Researchers at Washington State University have developed a new software that enables them to find drug-resistant bacteria – specifically the genes within bacteria that enables them to become drug-resistant.

According to the team behind this software, their easy to use software will enable identification of deadly antimicrobial resistant bacteria that exist in the environment. Data indicates that as many as 2.8 million difficult-to-treat pneumonia and other infections are caused by these drug-resistant bacteria and cause around 35,000 deaths in the U.S.

Findings are published in the journal Scientific Reports.

Antimicrobial resistance (AMR) occurs when bacteria or other microorganisms evolve or acquire genes that encode drug-resistance mechanisms. Bacteria that cause staph or strep infections or diseases such as tuberculosis and pneumonia have developed drug-resistant strains that make them increasingly difficult and sometimes impossible to treat. The problem is expected to worsen in future decades in terms of increased infections, deaths, and health costs as bacteria evolve to “outsmart” a limited number of antibiotic treatments.

As large-scale genetic sequencing has become easier, researchers are looking for AMR genes in the environment. Researchers are interested in where microbes are living in soil and water and how they might spread and affect human health. While they are able to identify genes that are similar to known AMR-resistant genes, they are probably missing genes for resistance that look very unique from a protein sequence perspective.

The WSU research team developed a machine-learning algorithm that uses features of AMR proteins rather than the similarity of gene sequences to identify AMR genes. The researchers used game theory, a tool that is used in several fields, especially economics, to model strategic interactions between game players, which in turn helps identify AMR genes. Using their machine learning algorithm and game theory approach, the researchers looked at the interactions of several features of the genetic material, including its structure and the physiochemical and composition properties of protein sequences rather than simply sequence similarity.

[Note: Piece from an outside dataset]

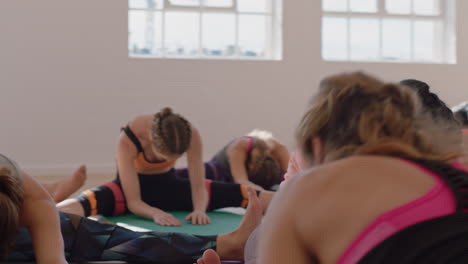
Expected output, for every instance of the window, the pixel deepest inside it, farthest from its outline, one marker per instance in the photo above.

The WSU team considered resistance genes found in species of Clostridium, Enterococcus, Staphylococcus, Streptococcus, and Listeria. These bacteria are the cause of many major infections and infectious diseases including staph infections, food poisoning, pneumonia, and life-threatening colitis due to C. difficile. They were able to accurately classify resistant genes with up to 90 percent accuracy.

They have developed a software package that can be easily downloaded and used by other researchers to look for AMR in large pools of genetic material. The software can also be improved over time. While it’s trained on currently available data, researchers will be able to re-train the algorithm as more data and sequences become available.